さらに話しを聞くと、その子は彼にとても尽くしていたけれど、好きな女ができたとかで、ある日突然捨てられたのだと。もっと聞くと、というか聞かされると、そのモテ男は他にも何人も「好きな子」を隠し持っていたらしい。そのモテ男は「僕は世界中の女の子に素敵な思い出を……ボコッ」その子は話しを聞き終わるまでもなく「グー」で脇腹をえぐるように思いっきり殴ったらしい。「あいつの脇腹いい音がしたわ、あばら2本くらい逝ってるかもね。がははは」とてもかわいらしい女の子二人組だったが、そんな恐ろしい話しをしながら高笑いをしている様子を見て、とてもじゃないが僕のいきさつなど話せるわけも無かった。
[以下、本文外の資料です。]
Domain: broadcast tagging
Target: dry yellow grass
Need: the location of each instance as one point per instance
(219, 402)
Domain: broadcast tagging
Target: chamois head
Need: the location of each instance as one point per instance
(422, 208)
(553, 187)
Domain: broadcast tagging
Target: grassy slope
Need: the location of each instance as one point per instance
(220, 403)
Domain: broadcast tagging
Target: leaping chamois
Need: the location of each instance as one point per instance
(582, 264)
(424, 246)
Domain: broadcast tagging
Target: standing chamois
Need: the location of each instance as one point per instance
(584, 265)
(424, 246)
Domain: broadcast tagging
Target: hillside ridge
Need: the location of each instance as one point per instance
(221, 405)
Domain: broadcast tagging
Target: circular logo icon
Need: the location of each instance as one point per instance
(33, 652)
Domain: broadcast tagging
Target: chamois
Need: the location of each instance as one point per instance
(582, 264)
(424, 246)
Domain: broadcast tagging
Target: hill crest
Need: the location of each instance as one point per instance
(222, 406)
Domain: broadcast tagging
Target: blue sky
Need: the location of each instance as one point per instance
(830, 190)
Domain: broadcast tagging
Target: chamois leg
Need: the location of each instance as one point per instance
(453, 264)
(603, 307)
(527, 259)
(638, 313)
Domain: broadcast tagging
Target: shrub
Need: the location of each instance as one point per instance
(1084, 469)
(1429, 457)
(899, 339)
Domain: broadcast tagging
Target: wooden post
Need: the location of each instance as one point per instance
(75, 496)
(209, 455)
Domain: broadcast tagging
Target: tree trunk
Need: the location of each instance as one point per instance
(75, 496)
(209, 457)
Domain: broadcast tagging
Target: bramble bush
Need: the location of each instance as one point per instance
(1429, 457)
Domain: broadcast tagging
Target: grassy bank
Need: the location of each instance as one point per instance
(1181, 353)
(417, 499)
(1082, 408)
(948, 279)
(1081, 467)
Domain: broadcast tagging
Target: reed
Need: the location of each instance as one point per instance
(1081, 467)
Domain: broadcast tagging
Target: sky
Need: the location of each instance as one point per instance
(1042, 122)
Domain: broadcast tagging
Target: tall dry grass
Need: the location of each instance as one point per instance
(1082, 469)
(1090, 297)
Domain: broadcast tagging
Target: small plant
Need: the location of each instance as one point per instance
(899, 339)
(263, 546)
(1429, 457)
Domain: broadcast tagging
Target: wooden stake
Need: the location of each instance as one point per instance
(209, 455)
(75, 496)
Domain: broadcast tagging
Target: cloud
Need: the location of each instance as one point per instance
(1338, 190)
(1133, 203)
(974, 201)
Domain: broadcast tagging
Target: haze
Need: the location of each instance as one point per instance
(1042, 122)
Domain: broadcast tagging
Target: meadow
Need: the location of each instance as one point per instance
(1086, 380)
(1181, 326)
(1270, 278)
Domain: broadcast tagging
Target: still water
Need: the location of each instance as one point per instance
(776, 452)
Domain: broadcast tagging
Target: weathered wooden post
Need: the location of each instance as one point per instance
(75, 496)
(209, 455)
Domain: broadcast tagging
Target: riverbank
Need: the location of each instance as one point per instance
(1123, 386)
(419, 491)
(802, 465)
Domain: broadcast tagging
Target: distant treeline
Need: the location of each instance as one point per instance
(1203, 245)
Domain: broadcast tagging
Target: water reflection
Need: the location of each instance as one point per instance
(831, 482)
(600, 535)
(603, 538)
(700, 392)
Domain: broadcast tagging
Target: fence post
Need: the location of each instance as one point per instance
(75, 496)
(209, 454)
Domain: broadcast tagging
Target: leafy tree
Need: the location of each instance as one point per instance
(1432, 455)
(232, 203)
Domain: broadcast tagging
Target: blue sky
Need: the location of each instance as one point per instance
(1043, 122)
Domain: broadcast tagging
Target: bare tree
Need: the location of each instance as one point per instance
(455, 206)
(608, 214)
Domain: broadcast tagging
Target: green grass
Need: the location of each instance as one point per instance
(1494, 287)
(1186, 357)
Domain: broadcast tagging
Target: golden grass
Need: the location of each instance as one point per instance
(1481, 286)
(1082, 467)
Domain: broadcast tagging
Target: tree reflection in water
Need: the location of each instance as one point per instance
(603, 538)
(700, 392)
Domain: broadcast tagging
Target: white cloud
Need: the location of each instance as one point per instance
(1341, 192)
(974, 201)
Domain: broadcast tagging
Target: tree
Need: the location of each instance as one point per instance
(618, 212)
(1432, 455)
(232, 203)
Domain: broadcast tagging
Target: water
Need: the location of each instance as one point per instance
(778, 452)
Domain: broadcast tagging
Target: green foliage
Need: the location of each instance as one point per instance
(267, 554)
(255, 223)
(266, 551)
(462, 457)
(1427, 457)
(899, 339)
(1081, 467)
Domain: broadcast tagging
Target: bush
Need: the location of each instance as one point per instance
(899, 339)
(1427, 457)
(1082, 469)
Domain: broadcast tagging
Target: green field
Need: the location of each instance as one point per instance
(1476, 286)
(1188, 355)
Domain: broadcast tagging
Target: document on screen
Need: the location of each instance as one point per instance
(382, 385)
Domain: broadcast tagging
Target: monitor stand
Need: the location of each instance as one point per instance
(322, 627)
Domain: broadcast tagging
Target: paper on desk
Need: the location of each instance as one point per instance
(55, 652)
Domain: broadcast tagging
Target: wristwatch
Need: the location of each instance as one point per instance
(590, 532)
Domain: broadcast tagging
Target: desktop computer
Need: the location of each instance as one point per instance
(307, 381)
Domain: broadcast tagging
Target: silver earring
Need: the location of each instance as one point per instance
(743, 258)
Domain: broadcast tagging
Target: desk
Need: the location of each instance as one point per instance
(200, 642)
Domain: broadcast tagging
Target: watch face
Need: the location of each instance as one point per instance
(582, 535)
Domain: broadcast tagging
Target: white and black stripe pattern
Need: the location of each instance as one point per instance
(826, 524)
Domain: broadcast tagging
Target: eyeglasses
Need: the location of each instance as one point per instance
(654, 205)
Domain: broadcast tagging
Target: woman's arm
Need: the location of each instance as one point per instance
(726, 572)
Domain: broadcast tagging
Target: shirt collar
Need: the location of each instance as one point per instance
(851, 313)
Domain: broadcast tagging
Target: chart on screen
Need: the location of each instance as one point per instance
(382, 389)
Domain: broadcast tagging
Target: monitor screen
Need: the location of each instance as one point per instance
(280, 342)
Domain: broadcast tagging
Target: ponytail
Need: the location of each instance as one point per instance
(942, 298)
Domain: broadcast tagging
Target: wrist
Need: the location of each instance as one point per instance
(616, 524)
ゆり子に朱里。そんなことを話したら僕は血だるまにされて、この日本から遥か彼方の地で激死した上、タージ・マハルを見る前にインドの土となっただろう。それだけはごめんだった。僕にできることは、話の中に出てきた見ず知らずの彼の脇腹に、同情を寄せることだけだった。僕はそんな恐怖から、あり得ないくらい神妙な顔を作り、媚びるように話を聞いていた。こんな所で殴られるわけにはいかなかったからだ。そんな僕の様子を見た女の子からは、
「そんな顔悲しい顔しちゃってー、わかってくれるのね」
と手を握られた。僕は握られたその子の手の感触を観察しながら、この手がそいつの脇腹を……、そう思うとありったけの相づちを打った。打ちまくった。しまいにゃ「分かるわー、男でもそれ酷いのわかるわー」と棒読みで嘘を並べた。しかし僕が分かったのは、もちろんその男の殴られた脇腹の気持ちのほうだった。
僕は決してモテ男なんかではないし、隠れ「好きな子」が何人も、なんてわけじゃない。けれど、やっていることは僕もその男も大して変わりはなかった。それを他人から客観的に聞くと、そんな極悪男地獄に堕ちろ。と本気で思ってしまう。僕は自分も救いようのない酷い奴だと実感し、さらに昨日のゆり子から告げられたことを思い出し、何重もの重い気持ちになった。

そんな彼女達の話しを聞くのにとても耐えられなくなり、僕は走り出した。否、逃げたのだ。後ろから女の子達が「まだ話し終わってないのよー、よー」と語尾がリフレインするほどまだ話し足りないようだった。え、なんだ、まだ話の続きがあるのか⁈ と怖くなり、耳に手を当てながら「もう聞きたくないんだよー、わー」と叫びながらエロ兄ちゃんを置いて走って中に入ってしまった。

「大楼門」をくぐり、視界が開けた途端、正面にそれはそれは目もくらむような白亜の建造物が飛び込んできて、一気に女の子の酷い男の話しなど吹っ飛んでしまった。まだ入り口奥の遠くに見えているだけなのに、真正面に堂々と鎮座するタージ・マハルを見て、僕は立ち止まって見惚れた……。そのままぼーっと突っ立って見ていると、後ろからインド人がどかどかと門を通ってきて、僕は何度も同じ側だけぶつけられて、その衝撃でくるくると回転しながら敷地内に入って行った。